Les ambassadeurs africains font appel à la responsabilité financière mondiale et à l'accroissement des ressources pour lutter contre le paludisme
WASHINGTON, October 28 /PRNewswire/ --
Plus de trente ambassadeurs africains ont assisté à une manifestation animée par la Banque Mondiale, ce jeudi, et se sont mis d'accord pour soutenir une plus grande transparence et une plus grande responsabilité en ce qui concerne les fonds utilisés pour lutter contre le paludisme.
(Photo : http://www.newscom.com/cgi-bin/prnh/20061026/CGTH100 )
Mis au défit par un appel émouvant d'Yvonne Chaka Chaka, vedette internationale de la chanson et représentante régionale d'UNICEF pour le paludisme, les ambassadeurs ont convenu que leurs pays auraient avantage à plus de clarté dans la manière dont ils utilisent les fonds, et que les donateurs devraient être plus ouverts sur leurs contributions exactes.

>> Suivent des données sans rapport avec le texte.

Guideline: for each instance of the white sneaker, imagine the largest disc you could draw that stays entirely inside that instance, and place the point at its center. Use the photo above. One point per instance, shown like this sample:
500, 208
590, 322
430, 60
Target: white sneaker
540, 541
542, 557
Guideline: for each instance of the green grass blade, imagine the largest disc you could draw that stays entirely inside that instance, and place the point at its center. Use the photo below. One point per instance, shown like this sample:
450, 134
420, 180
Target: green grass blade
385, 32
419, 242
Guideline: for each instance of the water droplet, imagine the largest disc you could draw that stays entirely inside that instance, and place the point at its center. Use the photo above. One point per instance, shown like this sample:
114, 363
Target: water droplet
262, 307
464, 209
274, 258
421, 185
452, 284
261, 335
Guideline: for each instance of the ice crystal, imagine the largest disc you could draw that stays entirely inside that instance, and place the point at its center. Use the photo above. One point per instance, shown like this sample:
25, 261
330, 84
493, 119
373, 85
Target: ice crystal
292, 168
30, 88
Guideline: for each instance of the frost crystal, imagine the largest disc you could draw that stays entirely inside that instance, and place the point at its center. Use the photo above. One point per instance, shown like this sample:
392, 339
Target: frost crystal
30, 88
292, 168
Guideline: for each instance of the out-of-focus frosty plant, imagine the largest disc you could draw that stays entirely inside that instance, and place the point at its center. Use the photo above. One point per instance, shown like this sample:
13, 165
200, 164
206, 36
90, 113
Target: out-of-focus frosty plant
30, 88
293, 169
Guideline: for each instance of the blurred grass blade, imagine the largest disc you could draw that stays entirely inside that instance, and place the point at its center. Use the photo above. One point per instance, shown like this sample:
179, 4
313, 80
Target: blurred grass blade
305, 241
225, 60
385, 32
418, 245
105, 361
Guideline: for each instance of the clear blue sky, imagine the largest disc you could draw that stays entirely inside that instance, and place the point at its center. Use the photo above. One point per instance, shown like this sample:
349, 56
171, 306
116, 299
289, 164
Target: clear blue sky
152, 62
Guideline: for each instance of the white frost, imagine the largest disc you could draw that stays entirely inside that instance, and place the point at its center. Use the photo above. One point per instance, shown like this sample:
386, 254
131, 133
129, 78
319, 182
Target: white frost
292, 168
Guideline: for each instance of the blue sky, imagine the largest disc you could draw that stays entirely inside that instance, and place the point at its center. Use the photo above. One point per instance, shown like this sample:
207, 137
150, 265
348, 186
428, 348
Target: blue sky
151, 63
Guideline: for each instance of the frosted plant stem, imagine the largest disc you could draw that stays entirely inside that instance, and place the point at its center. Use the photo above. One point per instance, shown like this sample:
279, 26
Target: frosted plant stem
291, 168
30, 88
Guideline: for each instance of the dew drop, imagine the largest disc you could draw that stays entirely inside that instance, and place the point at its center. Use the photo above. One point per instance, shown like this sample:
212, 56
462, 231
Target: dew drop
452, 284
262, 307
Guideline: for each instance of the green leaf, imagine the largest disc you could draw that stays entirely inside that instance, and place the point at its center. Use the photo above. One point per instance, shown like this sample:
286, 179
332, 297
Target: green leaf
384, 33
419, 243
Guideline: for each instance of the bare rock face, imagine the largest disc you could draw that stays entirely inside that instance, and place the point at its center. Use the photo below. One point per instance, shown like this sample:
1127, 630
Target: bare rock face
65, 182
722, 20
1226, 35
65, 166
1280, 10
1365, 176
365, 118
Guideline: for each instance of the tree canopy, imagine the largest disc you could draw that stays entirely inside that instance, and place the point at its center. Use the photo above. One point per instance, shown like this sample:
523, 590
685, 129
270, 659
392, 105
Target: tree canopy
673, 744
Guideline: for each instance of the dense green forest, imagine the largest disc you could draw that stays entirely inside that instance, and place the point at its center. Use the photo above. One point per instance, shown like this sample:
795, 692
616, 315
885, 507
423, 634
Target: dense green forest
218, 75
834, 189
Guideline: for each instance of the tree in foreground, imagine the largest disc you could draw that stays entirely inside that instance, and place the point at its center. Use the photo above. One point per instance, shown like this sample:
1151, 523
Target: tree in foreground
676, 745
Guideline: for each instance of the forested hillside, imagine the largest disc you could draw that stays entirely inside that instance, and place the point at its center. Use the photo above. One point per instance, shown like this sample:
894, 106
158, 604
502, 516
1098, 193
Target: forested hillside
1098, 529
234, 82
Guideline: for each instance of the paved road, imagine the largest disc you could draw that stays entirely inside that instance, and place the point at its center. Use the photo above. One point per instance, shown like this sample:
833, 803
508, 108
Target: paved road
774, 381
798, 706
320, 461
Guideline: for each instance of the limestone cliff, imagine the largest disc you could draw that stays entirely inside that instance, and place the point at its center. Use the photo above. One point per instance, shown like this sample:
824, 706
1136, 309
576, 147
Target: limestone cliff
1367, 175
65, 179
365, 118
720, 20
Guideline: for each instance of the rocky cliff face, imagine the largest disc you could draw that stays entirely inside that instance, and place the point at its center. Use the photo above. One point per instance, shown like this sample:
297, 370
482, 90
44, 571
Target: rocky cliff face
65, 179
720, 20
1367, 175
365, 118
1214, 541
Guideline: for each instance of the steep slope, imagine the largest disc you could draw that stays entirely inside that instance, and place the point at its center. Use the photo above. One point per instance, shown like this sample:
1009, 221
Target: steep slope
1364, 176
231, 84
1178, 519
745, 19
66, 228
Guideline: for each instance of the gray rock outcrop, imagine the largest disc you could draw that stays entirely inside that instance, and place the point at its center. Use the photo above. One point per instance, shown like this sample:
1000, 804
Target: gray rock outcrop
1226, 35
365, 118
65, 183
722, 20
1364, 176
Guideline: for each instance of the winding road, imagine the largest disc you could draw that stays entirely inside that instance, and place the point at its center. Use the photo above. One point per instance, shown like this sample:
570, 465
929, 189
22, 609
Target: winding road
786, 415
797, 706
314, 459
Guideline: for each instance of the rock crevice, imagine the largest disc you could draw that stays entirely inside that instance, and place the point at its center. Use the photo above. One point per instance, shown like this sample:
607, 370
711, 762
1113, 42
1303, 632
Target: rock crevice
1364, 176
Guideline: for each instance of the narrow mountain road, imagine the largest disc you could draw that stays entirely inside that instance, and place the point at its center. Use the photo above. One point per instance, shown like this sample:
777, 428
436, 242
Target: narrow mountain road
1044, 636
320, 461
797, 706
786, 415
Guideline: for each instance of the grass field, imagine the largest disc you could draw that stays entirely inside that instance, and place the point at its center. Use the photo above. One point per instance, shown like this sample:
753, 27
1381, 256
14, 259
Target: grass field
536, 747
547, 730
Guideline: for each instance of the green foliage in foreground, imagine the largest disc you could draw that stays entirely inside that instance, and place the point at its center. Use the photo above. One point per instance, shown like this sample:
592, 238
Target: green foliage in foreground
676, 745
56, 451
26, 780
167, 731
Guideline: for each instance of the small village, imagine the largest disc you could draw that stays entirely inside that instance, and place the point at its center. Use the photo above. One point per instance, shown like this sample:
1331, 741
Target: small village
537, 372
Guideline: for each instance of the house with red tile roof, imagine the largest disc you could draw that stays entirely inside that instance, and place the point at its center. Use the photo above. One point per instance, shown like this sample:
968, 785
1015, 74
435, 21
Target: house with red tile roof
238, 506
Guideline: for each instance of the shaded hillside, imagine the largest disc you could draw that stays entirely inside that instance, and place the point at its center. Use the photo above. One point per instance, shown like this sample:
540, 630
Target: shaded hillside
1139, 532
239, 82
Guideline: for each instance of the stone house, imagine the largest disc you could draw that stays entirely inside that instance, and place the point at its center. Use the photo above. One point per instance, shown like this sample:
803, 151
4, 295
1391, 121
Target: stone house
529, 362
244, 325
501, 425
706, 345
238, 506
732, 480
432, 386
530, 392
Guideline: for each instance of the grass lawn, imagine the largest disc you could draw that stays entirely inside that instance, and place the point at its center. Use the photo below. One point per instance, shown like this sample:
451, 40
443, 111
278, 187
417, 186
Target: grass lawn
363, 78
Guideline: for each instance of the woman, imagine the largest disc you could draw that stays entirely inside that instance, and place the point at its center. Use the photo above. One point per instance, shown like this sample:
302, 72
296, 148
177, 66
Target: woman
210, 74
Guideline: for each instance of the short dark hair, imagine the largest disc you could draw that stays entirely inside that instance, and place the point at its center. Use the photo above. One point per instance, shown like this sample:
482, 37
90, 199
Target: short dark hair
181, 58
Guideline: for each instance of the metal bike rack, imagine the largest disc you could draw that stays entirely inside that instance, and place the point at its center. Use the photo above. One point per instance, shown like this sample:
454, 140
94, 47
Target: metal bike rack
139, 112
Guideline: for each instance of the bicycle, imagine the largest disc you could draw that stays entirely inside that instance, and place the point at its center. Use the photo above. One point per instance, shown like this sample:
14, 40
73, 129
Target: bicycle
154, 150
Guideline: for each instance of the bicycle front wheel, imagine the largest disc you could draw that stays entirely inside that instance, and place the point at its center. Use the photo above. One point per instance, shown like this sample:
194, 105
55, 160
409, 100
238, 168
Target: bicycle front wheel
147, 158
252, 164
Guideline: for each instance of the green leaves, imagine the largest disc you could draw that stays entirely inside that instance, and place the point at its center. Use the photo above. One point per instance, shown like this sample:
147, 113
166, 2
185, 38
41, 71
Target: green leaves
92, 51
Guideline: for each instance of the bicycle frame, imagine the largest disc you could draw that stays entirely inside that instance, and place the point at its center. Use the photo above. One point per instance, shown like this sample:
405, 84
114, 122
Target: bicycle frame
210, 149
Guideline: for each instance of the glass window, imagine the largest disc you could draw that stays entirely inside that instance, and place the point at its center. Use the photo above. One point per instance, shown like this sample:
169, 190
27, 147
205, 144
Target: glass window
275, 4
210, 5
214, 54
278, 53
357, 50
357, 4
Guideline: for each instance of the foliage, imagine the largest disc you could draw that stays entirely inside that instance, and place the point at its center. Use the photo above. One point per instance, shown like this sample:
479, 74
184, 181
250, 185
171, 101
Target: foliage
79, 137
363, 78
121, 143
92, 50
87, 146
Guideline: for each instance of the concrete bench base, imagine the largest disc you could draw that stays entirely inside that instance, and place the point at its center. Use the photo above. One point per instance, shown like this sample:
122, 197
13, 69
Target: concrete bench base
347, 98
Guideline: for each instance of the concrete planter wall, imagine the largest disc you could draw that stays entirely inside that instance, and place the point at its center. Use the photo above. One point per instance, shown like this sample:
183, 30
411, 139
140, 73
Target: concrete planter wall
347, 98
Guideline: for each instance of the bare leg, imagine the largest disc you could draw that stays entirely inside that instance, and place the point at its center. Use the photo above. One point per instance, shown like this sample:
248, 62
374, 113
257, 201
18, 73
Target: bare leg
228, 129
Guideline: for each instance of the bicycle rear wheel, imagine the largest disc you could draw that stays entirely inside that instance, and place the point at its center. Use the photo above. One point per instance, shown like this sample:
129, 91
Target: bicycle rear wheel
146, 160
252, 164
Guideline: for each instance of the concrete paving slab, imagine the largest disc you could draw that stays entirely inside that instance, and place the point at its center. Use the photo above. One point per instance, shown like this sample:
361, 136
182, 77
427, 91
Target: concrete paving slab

<< Je suis allé dans toute l'Afrique et il est clair que nous devons travailler ensemble. Aucun pays africain n'arrivera seul à faire des progrès rapides >>, a fait remarquer Yvonne Chaka Chaka après une éblouissante représentation dans l'atrium de la Banque Mondiale. << Aucun donateur individuel ne peut tout financer. Aucune agence de l'ONU ne peut y subvenir à elle seule. Nous devons travailler en partenariat avec les gouvernements des pays bénéficiaires, avec le secteur privé, avec les sociétés civiles et avec tous les donateurs. >>
En route vers New York pour prendre part au concert de la Jeunesse unie contre le paludisme (Youth United Against Malaria), dans le cadre du sommet de trois jours des Nations Unies sur le leadership mondial de la jeunesse, Yvonne Chaka Chaka a remercié son hôte, le président de la Banque mondiale, Paul D. Wolfowitz, pour sa direction sur le paludisme et lui a demandé de continuer son soutien.
Paul Wolfowitz a proclamé que le paludisme était une priorité dans l'agenda des développements soutenus par la Banque Mondiale. << La Banque ne peut bien sûr pas lutter seule contre le paludisme et la coordination est primordiale. La demande en ressources dépasse de loin leur disponibilité >>, a ajouté Paul Wolfowitz. << Bien que la Banque, les États-Unis et le Global Fund apportent un financement de près d'un milliard de dollars US par an, il est clair qu'il faut faire plus y compris augmenter les contributions des pays africains eux-mêmes. >>
Paul Wolfowitz en a appelé aux ambassadeurs d'apporter des preuves de succès pour que le financement continue. << Nous, les donateurs >>, souligne Paul Wolfowitz, << nous devons assumer notre part du marché. Au fur et à mesure que les pays développent leurs plans et investissent leurs propres ressources pour arriver à des résultats... l'argent ne doit pas les empêcher de sauver des vies. >>
Les ambassadeurs se sont engagés à être les soldats dans la lutte contre le paludisme pour améliorer l'infrastructure, assurer la responsabilité financière et mettre un terme à la perte de 3000 enfants africains par jour due à une maladie évitable et soignable.
L'ambassadeur de Zambie, Son Excellence, Mme Inonge Mbikusita-Lewanika, a déclaré que son pays faisait de grands progrès contre la maladie avec le soutien du Global Fund et de la Fondation Bill et Melinda Gates, entre autres, mais elle a souligné que plus de ressources étaient encore nécessaires pour mettre le succès de ces efforts à une plus grande échelle.
Les ambassadeurs se rencontreront dans les semaines à venir pour discuter des prochaines étapes concrètes pouvant mener à une plus grande responsabilité financière et à une plus grande transparence, et pour sauver plus de vies.
Partenariat pour faire reculer le paludisme (Roll Back Malaria Partnership)
Afin de fournir une approche internationale coordonnée pour lutter contre le paludisme, le << Partenariat pour faire reculer le paludisme >> a été lancé en 1998 par l'Organisation mondiale de la santé (OMS), le Fonds international de secours à l'enfance des Nations Unies (UNICEF), le Programme de développement des Nations Unies (UNDP) et la Banque Mondiale. Le Partenariat regroupe maintenant les gouvernements des pays affectés par le paludisme, leurs partenaires de développements bilatéraux et multilatéraux, le secteur privé, les organismes non gouvernementaux et communautaires, les fondations, les instituts de recherches et les établissements d'enseignement supérieur autour de l'objectif commun de réduire de moitié le fardeau mondial du paludisme d'ici 2010.